Much of Sabic-El-Rayess’s story concerns her adaptation to life in the United States, where she arrived after fleeing her homeland, barely speaking any English. “This will be the first time I share publicly a part of the story of how I came close to being raped and killed as I tried to buy food for my family by crossing the enemy line. And I will also share examples of how I coped with these experiences. This marks 25 years since I first walked into a classroom as a teacher and transitioned from a voiceless and marginalized individual into a young woman empowered by engagement and education, which became my responses to violence.”

This marks 25 years since I first walked into a classroom as a teacher and transitioned from a voiceless and marginalized individual into a young woman empowered by engagement and education, which became my responses to violence.

—Amra Sabic-El-Rayess

Sabic-El-Rayess went on to earn multiple degrees and, in addition to serving as faculty at TC, sits on or consults for numerous boards and globally renowned institutions, including the International Center for Transitional Justice and Women’s March Global. Her memoir, titled The Cat I Never Named: A True Story of War, Love and Survival, will be published by Bloomsbury in the fall of 2020.

Amra Sabic-El-Rayess standing in front of a bombed-out building in Sarajevo

THE PAST PRESERVED Sabic-El-Rayess speaks for others whose voices were stilled. (Photo courtesy Amra Sabic-El-Rayess)

“There was no option to fail,” she recalls. “And I would link that to that immigrant spirit—when people are hungry, in literal sense, which I was when I came to this country. I couldn’t imagine doing anything else but giving it 155 percent to make sure that I made it because I was responsible not just for me but for others.”
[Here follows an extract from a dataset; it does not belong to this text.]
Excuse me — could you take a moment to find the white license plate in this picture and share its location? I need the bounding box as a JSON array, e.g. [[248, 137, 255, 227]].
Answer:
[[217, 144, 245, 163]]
She recognizes a kindred spirit in Uceda, who emigrated from Peru to the United States and has since founded Uceda English Institute, an accredited organization that teaches English as a Second Language (ESL), and launched a series of widely used ESL.

“She is an extremely enthusiastic, hard-working inspiring woman,” Sabic-El-Rayess said. “Her goal is to move people with these lectures. And I think part of moving people is to tell stories of personal struggle, survival and humanity.”

Sabic-El-Rayess says she’s honored, of course, to be giving the inaugural lecture—but it comes with a huge sense of responsibility, and sadness.

I hope people hear my story and become more humbled and more receptive and more open to those that they may have judged in one way or another…Empowerment is about finding your voice and having that voice be shared with those who will never have their voice heard.

—Amra Sabic-El-Rayess

“I have a cousin who was raped…She will never be the same,” she says. “I have many friends who are six feet under who will never be able to speak of the horrors that they've gone through.

“I hope people hear my story and become more humbled and more receptive and more open to those that they may have judged in one way or another…Empowerment is about finding your voice and having that voice be shared with those who will never have their voice heard.”